Parallel Performance of Astrophysical Rotating Plasma Simulator

Ryoji Matsumoto, Mami Machida (Chiba University), Kenji, E. Nakamura (JST), and Mitsuru, R. Hayashi (NAOJ)

We have developed astrophysical rotating plasma simulator (ARPS) by which we first carried out global three-dimensional magnetohydrodynamic (MHD) simulations of rotating plasmas surrounding a gravitating object. Typical number of grid points is 200*64*240 in cylindrical coordinates. The simulator consists of 3D MHD engine and modules which include various physical processes such as resistivity, self-gravity, and heat conduction, 3D visualizer by using AVS, and graphical user-interface. The simulation code has been applied to active astrophysical phenomena such as 1/f noise-like sporadic X-ray time variations in black hole candidates, X-ray flares and outflows in star forming regions, and the formation of collimated jets in active galactic nuclei.

The MHD part of ARPS has been parallelized by domain decomposition. By using MPI, we achieved 90% parallel performance on SR2201, CP-PACS, SR8000, VPP300, and VPP5000. When the number of PEs are larger than 100 (e.g, CP-PACS), we adopted 2D decomposition.

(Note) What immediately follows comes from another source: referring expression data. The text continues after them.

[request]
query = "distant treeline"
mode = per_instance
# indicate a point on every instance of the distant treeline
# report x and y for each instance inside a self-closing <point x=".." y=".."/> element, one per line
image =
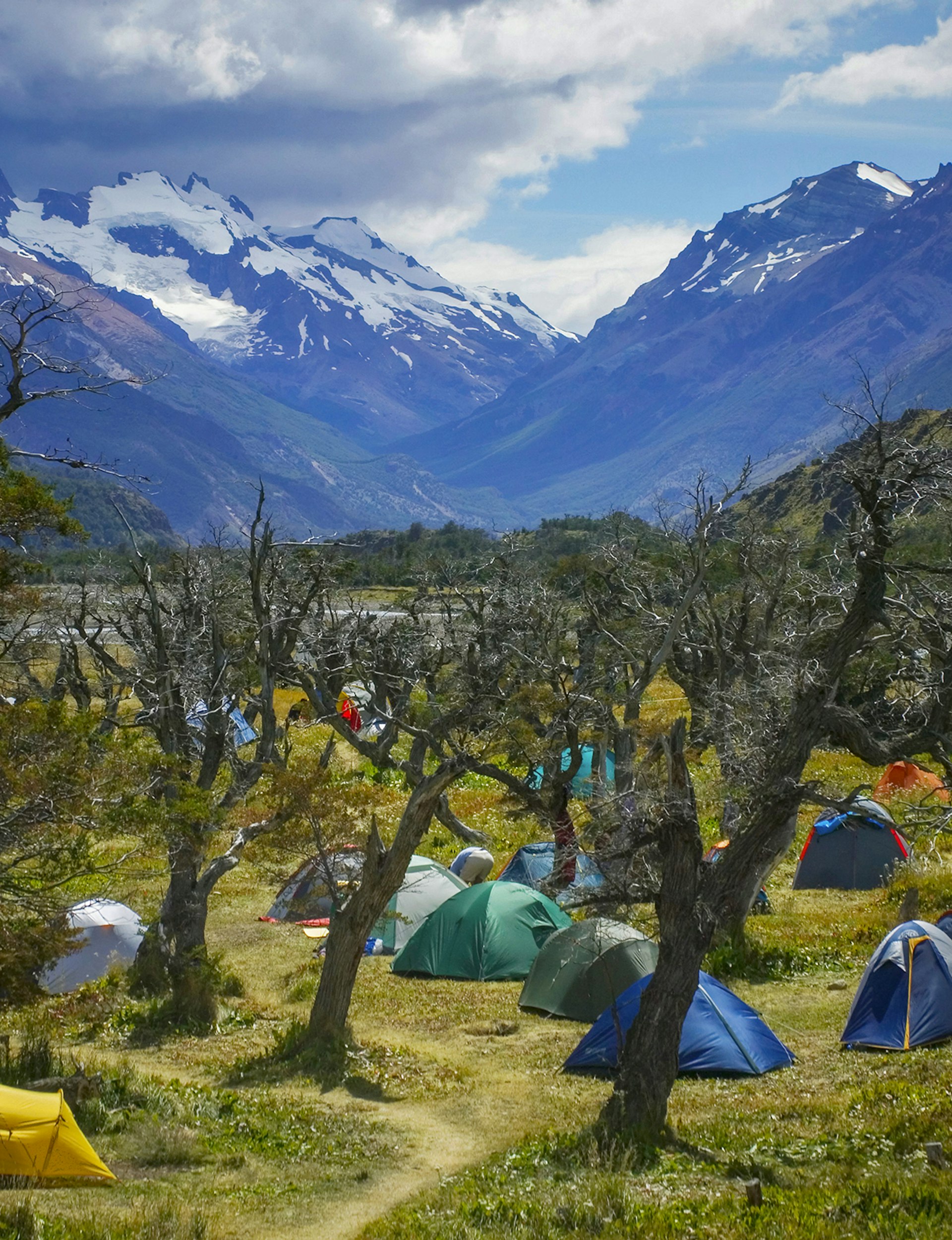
<point x="376" y="557"/>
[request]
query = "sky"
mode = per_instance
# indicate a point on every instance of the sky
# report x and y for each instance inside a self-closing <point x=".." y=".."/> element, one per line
<point x="563" y="149"/>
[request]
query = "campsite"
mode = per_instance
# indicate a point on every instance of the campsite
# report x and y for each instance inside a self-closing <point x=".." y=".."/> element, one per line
<point x="582" y="894"/>
<point x="455" y="1094"/>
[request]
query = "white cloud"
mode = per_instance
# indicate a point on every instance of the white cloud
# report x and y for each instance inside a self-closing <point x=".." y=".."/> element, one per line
<point x="574" y="291"/>
<point x="914" y="71"/>
<point x="405" y="111"/>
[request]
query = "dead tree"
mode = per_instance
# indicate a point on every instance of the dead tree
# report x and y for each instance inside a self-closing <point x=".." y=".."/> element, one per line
<point x="785" y="712"/>
<point x="215" y="628"/>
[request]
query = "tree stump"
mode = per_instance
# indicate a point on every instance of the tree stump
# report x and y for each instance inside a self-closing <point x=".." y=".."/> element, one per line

In Fujitsu machines (VPP300, VPP5000), we found that VPP-FORTRAN gives parallel performance comparable to that of MPI. Since HPF/JA adopts shadow/reflect directive which corresponds to overlap/overlapfix directive in VPP-FORTRAN, it is straightforward to rewrite the MHD engine written by VPP-FORTRAN to that by HPF/JA. We compare the parallel performance of the MHD engine written by MPI, VPP-FORTRAN, and HPF/JA. Furthermore, we report the parallel performance of the MHD code on SR8000 at Chiba University by using the parallel fortran (HPF2 compiler) by Hitachi.

In the self-gravity module and heat conduction modules in ARPS, we adopt CG algorithm (ICCG for self-gravity and BiCG stab for heat conduction). We parallelized the pre-conditioner by using localized incomplete Cholesky decomposition or incomplete LU (ILU) decomposition which decomposes the original matrix incompletely by only using matrix elements inside each PE. In MPI codes, 70% parallel performance was obtained by this method. We are rewriting these modules by using HPF/JA in Fujitsu machines and by using Parallel Fortran (HPF2) in Hitachi machines. The parallel performance of these HPF modules will be presented.

This work is supported by Japan Science and Technology Corporation (ACT-JST).